Normality states that the residuals (or errors) of the regression model should be normally distributed. In other words, the distribution of the residuals should be symmetric and bell-shaped around zero.

The normality assumption is important because it allows us to use statistical inference techniques, such as hypothesis testing and confidence intervals, that rely on the assumption of normality. When the normality assumption is not met, the estimates of the regression coefficients and their standard errors may be biased, and the results of hypothesis testing may be inaccurate or misleading.

To assess the normality assumption, we can use several graphical methods, such as a histogram or a normal probability plot of the residuals. A histogram of the residuals should show a symmetric and bell-shaped distribution around zero.

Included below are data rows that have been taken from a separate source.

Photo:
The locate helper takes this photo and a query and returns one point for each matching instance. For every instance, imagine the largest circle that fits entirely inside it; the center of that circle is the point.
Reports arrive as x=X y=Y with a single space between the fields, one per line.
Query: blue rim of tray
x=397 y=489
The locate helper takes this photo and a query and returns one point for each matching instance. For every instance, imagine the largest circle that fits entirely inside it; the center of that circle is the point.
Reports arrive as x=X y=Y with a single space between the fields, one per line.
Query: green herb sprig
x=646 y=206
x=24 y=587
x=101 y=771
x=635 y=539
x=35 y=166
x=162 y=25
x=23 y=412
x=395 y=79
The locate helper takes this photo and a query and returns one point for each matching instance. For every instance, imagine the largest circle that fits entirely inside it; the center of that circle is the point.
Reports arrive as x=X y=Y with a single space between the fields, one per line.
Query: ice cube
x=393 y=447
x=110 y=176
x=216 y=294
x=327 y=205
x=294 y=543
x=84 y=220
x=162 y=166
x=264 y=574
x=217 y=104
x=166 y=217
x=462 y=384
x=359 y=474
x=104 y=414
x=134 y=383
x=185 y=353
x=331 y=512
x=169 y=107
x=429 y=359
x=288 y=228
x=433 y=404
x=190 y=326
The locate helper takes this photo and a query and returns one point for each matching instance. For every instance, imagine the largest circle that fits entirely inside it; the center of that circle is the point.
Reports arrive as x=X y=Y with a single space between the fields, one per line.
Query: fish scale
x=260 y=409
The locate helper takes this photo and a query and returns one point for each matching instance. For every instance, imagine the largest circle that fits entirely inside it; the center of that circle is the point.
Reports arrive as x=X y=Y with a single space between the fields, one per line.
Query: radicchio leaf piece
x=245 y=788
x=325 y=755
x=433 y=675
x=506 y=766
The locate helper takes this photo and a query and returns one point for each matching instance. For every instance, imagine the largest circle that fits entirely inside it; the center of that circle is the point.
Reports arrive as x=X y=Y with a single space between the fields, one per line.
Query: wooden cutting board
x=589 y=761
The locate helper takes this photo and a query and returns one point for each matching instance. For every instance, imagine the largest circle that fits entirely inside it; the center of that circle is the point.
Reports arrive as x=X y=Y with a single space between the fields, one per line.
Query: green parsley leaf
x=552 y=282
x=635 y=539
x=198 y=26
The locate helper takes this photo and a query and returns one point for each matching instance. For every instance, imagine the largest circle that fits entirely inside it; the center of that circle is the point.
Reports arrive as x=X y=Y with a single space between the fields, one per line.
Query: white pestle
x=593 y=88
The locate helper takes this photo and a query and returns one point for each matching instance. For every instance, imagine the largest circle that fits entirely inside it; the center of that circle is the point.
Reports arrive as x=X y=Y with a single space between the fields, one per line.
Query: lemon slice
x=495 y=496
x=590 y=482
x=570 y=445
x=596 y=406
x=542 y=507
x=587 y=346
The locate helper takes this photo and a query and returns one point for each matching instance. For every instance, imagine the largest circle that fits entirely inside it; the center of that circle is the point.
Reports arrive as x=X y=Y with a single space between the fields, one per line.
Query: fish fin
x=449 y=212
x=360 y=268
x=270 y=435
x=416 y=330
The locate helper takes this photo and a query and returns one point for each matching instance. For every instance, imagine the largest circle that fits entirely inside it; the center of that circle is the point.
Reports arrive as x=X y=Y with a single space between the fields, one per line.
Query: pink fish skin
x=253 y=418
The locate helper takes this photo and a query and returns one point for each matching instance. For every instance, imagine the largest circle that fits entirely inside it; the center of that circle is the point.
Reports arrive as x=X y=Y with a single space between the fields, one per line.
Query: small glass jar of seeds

A normal probability plot of the residuals should show a roughly linear pattern, indicating that the residuals follow a normal distribution.

If the normality assumption is violated, there are several options to address the issue. One option is to transform the response variable or predictor variable(s) using a mathematical function, such as logarithmic or square root transformation, to make the residuals more normally distributed. Another option is to use non-parametric regression methods, such as quantile regression or robust regression, which are less sensitive to deviations from normality and can provide more accurate and robust estimates of the regression coefficients. Additionally, one can consider using techniques such as bootstrapping or permutation tests, which do not rely on the assumption of normality to perform inference.